Studienbericht über das Auslandssemester in Cadiz im Sommersemester 2005

Wahrscheinlich geht es allen so, die einen solchen Bericht über ihr Auslandssemester schreiben sollen: man weiß überhaupt nicht, wo man eigentlich anfangen soll. Vor allem vergisst man wegen der vielen mitgebrachten Eindrücke oft die Probleme, die es im Vorfeld gab. In meinem Fall hatte das Erasmusbüro der Uni Augsburg mich und noch einige weitere Kommilitoninnen zu spät an den ausländischen Universitäten angemeldet – leider waren an der Uni Cadiz schon alle Erasmusplätze vergeben und unser Auslandssemester wäre knapp einen Monat vor geplanter Abreise fast geplatzt.
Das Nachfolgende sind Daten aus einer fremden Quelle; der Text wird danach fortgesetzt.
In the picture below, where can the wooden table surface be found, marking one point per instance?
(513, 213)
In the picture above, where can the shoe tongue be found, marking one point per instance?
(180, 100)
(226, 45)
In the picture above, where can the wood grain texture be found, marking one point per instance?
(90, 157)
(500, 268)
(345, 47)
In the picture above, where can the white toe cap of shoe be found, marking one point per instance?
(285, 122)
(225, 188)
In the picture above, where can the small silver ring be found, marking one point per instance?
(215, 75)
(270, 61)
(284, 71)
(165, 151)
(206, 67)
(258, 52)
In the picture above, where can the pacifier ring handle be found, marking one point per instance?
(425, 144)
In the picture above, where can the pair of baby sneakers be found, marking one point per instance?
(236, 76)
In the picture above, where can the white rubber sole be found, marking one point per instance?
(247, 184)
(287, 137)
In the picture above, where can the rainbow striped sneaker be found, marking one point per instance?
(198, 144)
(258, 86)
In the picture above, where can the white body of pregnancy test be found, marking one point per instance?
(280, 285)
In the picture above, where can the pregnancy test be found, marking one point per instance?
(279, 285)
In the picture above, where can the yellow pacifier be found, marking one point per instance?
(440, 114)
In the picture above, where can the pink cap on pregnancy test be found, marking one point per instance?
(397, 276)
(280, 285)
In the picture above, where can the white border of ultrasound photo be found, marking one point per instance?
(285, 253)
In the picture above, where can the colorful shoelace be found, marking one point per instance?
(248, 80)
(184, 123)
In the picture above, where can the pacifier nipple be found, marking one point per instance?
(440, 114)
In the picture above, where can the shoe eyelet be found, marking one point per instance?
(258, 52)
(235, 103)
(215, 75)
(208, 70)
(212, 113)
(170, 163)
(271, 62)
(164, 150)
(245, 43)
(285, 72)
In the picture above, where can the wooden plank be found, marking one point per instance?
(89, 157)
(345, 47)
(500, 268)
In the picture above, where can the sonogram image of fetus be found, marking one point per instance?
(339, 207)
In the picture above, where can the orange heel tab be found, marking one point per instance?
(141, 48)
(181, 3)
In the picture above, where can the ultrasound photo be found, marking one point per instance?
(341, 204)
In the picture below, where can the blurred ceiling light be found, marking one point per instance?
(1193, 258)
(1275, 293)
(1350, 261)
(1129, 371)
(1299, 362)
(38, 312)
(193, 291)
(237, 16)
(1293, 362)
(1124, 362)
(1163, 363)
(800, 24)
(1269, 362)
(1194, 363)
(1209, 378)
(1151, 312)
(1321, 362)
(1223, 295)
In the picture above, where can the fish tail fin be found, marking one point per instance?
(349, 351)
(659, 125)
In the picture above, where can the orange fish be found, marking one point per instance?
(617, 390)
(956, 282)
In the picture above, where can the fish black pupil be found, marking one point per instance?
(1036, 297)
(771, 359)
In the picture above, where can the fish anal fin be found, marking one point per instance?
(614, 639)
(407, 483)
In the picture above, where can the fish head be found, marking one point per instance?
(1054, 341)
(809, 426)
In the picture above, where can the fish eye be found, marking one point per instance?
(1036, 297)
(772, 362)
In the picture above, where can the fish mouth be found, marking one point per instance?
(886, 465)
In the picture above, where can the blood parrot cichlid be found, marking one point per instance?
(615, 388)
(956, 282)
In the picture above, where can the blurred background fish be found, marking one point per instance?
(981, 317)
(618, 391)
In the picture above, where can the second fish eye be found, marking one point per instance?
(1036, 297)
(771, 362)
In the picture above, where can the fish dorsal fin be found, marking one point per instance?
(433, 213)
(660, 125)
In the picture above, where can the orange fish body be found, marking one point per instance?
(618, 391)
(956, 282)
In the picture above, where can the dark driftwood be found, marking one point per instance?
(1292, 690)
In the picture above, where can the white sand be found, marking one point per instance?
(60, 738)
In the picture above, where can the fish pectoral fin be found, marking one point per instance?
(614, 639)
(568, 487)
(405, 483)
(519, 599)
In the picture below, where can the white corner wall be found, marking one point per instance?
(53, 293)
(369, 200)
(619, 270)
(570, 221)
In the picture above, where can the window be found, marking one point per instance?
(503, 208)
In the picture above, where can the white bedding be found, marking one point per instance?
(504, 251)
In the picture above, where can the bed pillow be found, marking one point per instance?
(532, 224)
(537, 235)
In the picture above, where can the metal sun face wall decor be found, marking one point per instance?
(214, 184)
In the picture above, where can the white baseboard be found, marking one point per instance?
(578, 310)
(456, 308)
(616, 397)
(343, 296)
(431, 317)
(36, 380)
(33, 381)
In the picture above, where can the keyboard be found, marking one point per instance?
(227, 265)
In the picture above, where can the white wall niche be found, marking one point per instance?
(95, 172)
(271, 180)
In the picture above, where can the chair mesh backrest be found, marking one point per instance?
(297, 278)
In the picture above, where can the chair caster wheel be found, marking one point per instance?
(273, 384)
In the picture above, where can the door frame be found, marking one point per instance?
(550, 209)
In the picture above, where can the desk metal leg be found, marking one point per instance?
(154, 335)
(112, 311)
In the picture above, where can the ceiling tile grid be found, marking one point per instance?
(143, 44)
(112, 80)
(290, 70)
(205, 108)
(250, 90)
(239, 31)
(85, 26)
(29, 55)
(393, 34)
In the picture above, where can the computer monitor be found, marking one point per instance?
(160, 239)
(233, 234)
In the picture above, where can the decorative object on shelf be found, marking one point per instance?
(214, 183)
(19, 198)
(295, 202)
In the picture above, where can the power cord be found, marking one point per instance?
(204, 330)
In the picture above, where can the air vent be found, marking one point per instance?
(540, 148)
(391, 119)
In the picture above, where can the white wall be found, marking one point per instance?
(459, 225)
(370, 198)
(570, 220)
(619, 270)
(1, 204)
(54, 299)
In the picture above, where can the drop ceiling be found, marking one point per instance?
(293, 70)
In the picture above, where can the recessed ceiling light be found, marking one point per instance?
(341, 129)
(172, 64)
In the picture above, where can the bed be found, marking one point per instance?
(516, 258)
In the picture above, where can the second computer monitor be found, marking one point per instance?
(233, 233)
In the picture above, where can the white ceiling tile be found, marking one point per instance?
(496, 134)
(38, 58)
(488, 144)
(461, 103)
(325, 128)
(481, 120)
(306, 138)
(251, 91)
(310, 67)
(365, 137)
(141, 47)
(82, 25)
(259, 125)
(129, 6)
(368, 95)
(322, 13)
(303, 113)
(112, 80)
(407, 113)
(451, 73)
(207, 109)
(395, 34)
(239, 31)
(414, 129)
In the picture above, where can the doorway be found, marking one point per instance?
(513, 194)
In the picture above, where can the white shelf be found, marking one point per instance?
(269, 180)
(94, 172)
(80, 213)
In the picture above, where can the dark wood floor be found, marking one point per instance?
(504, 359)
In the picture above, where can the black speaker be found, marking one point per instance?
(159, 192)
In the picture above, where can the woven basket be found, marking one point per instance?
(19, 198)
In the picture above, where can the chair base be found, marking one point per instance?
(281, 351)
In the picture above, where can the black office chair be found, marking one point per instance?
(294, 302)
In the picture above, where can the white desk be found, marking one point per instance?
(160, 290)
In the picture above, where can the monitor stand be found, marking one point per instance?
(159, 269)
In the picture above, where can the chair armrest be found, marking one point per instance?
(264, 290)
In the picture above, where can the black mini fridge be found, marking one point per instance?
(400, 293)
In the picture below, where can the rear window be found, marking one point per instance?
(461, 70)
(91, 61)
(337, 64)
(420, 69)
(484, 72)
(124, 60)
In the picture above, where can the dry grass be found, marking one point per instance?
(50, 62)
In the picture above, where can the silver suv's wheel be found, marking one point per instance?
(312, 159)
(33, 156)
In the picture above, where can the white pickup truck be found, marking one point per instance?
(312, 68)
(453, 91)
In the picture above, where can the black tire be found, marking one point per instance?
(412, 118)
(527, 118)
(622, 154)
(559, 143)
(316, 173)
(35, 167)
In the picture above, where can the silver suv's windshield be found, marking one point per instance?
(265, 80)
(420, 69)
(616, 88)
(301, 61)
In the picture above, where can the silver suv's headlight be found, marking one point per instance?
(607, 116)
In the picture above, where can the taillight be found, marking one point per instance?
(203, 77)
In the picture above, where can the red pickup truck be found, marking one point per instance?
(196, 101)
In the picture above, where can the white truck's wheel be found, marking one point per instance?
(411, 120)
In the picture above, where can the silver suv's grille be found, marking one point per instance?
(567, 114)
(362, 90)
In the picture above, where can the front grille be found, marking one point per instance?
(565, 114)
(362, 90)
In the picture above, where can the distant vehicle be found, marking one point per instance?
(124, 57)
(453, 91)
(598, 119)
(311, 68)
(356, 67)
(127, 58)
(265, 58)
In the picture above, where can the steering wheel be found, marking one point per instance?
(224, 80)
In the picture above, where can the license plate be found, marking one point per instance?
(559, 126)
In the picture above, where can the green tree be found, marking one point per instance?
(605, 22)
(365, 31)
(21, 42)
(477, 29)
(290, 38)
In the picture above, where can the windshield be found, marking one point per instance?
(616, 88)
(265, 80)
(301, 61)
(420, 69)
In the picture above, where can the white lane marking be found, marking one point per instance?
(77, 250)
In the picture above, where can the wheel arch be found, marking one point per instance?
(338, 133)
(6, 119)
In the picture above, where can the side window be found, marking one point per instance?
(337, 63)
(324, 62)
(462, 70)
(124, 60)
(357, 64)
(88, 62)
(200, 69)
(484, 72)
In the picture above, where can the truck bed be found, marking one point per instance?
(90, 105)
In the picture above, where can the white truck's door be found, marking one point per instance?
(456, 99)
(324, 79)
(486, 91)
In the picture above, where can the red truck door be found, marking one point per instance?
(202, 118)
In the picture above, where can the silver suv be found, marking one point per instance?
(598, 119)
Glücklicherweise hatte man in Cadiz Mitleid mit uns und nahm und trotzdem auf. Deshalb meine dringende Empfehlung an alle, die ein Erasmus-Auslandssemester planen: Verlasst euch nicht auf das Erasmusbüro, sondern schickt die Anmeldeformulare zusätzlich selbst zu eurer ausländischen Uni und nehmt rechtzeitig Kontakt mit der dortigen zuständigen Stelle (Relaciones Internacionales) Kontakt auf, um böse Überraschungen zu vermeiden. Nachdem dieser anfängliche Schreck überwunden war, stand also dem Semester in Cadiz, der Hauptstadt einer der acht Provinzen Andalusiens, nichts mehr im Wege.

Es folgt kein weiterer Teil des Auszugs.